No sabemos en qué idioma decir que lo que más nos preocupa no es ni la contaminación, ni el ruido, ni las molestias, ni los peligros… sino la implicación ética que supone participar, dar cobertura y promocionar esta cultura de guerra en aras de la seguridad mundial. La historia demuestra que ninguna intervención de la OTAN ha respetado los derechos humanos, que en todas han sido asesinados miles de civiles… y Albacete pone su granito de arena.
Ni los periodistas ni los políticos parecen querer entender que eso es lo que verdaderamente nos preocupa, ¿qué es la contaminación, el ruido, etc. comparado con los 9 niños asesinados por un helicóptero de la OTAN la semana pasada en Afganistán? Pronto además, ese helicóptero podría haber sido fabricado en nuestra ciudad… eso sí, los niños asesinados ni siquiera saldrán en nuestras noticias.
Cuatro años después de la instalación del Programa de Liderazgo Táctico (TLP en sus siglas en inglés) en Albacete, más conocido como la Escuela de Pilotos de la OTAN, sigue la controversia.

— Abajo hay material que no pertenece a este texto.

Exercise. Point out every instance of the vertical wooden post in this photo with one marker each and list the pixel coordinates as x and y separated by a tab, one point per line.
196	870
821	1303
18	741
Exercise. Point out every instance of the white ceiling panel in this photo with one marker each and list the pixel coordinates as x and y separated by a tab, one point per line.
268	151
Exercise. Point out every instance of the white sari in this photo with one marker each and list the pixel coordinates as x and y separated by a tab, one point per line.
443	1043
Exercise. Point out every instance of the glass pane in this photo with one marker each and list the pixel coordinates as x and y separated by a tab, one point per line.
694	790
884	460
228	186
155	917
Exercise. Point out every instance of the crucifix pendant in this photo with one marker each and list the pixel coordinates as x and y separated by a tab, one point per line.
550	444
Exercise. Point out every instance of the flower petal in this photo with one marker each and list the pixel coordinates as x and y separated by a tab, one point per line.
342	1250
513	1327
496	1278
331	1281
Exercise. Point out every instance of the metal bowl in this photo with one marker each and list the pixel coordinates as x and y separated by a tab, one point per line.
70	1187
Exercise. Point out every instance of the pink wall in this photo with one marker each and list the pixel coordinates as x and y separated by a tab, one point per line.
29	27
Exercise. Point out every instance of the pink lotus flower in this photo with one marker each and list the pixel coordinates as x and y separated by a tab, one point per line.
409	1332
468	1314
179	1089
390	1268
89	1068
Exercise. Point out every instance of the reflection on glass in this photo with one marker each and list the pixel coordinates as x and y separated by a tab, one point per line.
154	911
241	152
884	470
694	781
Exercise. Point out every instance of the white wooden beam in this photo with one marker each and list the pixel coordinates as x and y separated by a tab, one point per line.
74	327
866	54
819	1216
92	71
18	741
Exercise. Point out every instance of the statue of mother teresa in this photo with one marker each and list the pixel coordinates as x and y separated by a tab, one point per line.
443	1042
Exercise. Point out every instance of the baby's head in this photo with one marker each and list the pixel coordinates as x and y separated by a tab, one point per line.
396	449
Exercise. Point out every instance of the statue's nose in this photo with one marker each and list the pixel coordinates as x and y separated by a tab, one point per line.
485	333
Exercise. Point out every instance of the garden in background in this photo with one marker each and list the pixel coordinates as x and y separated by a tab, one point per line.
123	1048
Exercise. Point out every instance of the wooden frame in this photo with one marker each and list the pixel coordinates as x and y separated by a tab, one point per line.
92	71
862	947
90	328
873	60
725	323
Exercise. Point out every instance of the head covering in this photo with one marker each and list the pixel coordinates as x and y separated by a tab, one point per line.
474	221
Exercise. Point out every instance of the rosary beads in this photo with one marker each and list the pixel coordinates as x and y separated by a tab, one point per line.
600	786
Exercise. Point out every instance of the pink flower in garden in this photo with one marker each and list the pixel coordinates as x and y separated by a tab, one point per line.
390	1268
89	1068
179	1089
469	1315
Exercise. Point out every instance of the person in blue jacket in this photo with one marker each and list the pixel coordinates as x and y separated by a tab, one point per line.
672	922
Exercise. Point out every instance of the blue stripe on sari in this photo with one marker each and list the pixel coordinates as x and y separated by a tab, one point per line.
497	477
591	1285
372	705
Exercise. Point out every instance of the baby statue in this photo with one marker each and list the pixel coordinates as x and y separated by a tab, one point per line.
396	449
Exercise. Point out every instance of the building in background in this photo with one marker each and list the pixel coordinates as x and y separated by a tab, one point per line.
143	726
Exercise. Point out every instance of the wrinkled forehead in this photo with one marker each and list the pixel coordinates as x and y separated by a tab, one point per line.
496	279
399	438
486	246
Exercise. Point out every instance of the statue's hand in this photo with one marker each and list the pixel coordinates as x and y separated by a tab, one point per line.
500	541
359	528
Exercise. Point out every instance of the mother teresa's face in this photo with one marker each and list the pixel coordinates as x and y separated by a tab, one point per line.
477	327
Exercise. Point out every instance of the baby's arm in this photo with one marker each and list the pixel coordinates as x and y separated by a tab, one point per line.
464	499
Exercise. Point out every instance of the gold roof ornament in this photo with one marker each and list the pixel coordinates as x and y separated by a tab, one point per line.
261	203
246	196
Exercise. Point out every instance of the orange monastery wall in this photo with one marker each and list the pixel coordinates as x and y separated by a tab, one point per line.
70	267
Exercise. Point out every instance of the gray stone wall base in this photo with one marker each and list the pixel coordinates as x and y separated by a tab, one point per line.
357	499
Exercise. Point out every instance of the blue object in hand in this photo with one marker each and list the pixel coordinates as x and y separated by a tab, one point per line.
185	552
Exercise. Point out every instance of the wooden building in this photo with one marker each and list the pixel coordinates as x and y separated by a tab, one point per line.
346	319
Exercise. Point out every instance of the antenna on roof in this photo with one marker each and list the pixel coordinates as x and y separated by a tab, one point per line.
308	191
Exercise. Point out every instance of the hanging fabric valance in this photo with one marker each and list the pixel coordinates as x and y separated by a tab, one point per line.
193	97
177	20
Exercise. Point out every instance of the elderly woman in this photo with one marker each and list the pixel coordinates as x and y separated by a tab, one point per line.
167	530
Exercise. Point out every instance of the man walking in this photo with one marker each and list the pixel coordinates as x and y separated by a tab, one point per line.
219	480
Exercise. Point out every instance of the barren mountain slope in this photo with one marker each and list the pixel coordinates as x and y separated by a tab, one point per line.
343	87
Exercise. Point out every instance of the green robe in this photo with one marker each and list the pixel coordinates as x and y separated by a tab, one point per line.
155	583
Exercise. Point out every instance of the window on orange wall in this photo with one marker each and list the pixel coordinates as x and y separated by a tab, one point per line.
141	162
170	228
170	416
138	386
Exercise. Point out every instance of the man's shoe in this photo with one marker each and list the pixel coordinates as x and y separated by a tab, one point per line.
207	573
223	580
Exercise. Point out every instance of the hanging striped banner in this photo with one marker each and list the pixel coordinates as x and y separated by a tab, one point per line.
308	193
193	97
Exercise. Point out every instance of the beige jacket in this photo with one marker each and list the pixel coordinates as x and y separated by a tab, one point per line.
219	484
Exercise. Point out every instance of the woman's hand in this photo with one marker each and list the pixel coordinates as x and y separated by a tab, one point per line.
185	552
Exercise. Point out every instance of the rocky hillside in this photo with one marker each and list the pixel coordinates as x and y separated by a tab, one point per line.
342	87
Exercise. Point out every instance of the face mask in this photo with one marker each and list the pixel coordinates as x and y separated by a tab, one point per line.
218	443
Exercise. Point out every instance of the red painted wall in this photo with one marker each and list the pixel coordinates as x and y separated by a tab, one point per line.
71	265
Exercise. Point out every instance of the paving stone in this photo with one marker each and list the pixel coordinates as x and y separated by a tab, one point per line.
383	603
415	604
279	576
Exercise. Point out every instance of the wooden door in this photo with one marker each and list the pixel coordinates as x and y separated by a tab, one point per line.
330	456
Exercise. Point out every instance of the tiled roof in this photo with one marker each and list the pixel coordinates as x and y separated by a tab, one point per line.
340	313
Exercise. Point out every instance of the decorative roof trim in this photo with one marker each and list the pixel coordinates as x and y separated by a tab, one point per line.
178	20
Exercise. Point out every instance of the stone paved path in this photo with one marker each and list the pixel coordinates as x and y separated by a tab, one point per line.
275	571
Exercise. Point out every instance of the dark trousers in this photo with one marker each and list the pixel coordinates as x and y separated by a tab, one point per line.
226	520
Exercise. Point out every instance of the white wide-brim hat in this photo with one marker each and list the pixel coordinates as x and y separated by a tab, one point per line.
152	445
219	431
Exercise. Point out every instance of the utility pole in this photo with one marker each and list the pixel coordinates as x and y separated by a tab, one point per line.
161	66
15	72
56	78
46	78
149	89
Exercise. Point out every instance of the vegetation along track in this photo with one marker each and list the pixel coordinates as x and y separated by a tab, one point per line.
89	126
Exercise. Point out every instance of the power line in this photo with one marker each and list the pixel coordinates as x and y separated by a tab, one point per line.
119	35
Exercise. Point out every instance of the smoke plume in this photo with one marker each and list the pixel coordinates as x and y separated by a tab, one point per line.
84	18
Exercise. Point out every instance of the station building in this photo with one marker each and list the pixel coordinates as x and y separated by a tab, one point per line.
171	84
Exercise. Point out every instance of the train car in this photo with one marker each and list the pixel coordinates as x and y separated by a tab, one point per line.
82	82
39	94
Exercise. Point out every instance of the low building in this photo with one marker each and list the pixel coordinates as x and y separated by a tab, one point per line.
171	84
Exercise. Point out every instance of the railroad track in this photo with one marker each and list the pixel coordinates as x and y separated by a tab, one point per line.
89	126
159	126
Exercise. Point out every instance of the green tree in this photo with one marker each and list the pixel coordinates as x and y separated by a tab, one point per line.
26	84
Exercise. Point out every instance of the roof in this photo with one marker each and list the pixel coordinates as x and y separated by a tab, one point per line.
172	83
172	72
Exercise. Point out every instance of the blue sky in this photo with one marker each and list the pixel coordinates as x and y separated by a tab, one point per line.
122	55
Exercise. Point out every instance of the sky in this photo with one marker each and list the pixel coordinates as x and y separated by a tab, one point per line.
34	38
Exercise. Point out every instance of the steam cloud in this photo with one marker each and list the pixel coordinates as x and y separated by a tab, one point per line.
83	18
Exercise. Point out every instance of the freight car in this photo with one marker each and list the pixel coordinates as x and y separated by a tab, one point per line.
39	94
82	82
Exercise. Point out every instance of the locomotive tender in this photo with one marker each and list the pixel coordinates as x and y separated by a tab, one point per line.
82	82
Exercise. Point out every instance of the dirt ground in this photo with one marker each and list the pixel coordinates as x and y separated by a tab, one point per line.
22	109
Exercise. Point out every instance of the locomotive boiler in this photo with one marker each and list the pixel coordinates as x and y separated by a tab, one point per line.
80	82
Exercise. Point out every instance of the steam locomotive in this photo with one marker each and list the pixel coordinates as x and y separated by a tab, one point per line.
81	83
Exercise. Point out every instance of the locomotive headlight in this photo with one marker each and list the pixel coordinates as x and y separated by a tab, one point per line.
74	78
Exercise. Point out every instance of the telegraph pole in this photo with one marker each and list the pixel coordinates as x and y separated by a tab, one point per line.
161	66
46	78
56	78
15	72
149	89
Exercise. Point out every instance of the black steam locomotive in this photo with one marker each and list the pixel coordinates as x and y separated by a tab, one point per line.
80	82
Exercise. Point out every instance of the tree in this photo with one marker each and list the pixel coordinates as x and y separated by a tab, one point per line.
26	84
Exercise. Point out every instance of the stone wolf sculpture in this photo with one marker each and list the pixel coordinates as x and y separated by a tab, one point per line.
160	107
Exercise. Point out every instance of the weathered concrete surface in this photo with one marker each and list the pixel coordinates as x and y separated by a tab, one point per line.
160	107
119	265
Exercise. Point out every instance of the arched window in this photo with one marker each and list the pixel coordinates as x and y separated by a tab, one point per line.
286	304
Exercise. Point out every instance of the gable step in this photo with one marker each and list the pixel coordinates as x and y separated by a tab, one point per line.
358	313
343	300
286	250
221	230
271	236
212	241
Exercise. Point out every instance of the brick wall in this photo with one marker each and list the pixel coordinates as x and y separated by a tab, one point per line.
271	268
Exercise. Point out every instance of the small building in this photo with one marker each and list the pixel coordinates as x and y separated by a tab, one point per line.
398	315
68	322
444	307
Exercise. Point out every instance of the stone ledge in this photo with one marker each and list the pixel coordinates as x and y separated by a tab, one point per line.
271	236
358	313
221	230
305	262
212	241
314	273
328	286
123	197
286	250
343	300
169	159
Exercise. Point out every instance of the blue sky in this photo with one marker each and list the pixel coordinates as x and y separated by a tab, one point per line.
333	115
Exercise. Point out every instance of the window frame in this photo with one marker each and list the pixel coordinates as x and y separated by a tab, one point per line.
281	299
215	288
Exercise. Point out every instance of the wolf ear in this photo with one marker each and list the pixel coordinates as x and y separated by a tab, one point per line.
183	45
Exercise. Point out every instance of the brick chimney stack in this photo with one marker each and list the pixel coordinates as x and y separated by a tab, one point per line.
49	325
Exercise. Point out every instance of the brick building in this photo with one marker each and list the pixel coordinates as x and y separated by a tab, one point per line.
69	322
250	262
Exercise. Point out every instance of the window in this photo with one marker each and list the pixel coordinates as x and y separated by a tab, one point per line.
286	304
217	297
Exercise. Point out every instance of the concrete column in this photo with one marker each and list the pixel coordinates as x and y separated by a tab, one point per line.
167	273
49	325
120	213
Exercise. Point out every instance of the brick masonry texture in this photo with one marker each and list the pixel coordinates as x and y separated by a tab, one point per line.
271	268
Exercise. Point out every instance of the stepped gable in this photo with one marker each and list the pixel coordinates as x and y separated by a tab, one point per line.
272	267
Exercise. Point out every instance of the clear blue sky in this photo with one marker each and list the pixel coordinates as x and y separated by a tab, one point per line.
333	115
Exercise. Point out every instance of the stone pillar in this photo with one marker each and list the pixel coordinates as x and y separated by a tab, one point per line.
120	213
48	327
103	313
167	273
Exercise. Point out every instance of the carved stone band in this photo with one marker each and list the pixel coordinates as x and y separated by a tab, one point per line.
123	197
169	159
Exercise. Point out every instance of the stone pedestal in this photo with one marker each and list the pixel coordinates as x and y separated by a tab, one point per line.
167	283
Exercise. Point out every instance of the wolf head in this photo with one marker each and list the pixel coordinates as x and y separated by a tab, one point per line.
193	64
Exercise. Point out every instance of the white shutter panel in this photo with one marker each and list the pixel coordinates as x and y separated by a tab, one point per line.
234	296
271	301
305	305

La histórica tradición militar y aeronáutica de la ciudad, que está ligada a la Base Aérea de los Llanos desde hace décadas, choca frontalmente con el creciente rechazo de las organizaciones antimilitaristas y pacifistas, que no cejan en su empeño de hacer ver a la sociedad los peligros que conlleva tener un centro como el TLP en nuestro entorno.

Riesgo de accidentes, molestias por ruido, contribución a la cultura de guerra… por no hablar de que Albacete se podría convertir en objetivo terrorista por el hecho de albergar un centro de formación de pilotos de guerra. Son algunos de los motivos argumentados por los antimilitaristas contra el TLP albaceteño.

Pero también hay voces favorables al programa que mantienen que estos cursos de formación de pilotos son necesarios para mantener la seguridad en el mundo. Además, y de rebote, la presencia de más de 60 pilotos internacionales, unos 500 técnicos de mantenimiento y personal adicional genera riqueza, especialmente desde el punto de vista del consumo.

Sin pretender que la balanza se incline para uno u otro lado, lo exigible es que se extremen las medidas de seguridad en los cursos de vuelo programados y que no se repitan situaciones como la acontecida el pasado 18 de enero, cuando dos F-18 y un F-27 violaron, supuestamente, la prohibición de sobrevolar la ciudad a muy baja altura, con los riesgos que ello supone y la alarma que genera entre la población.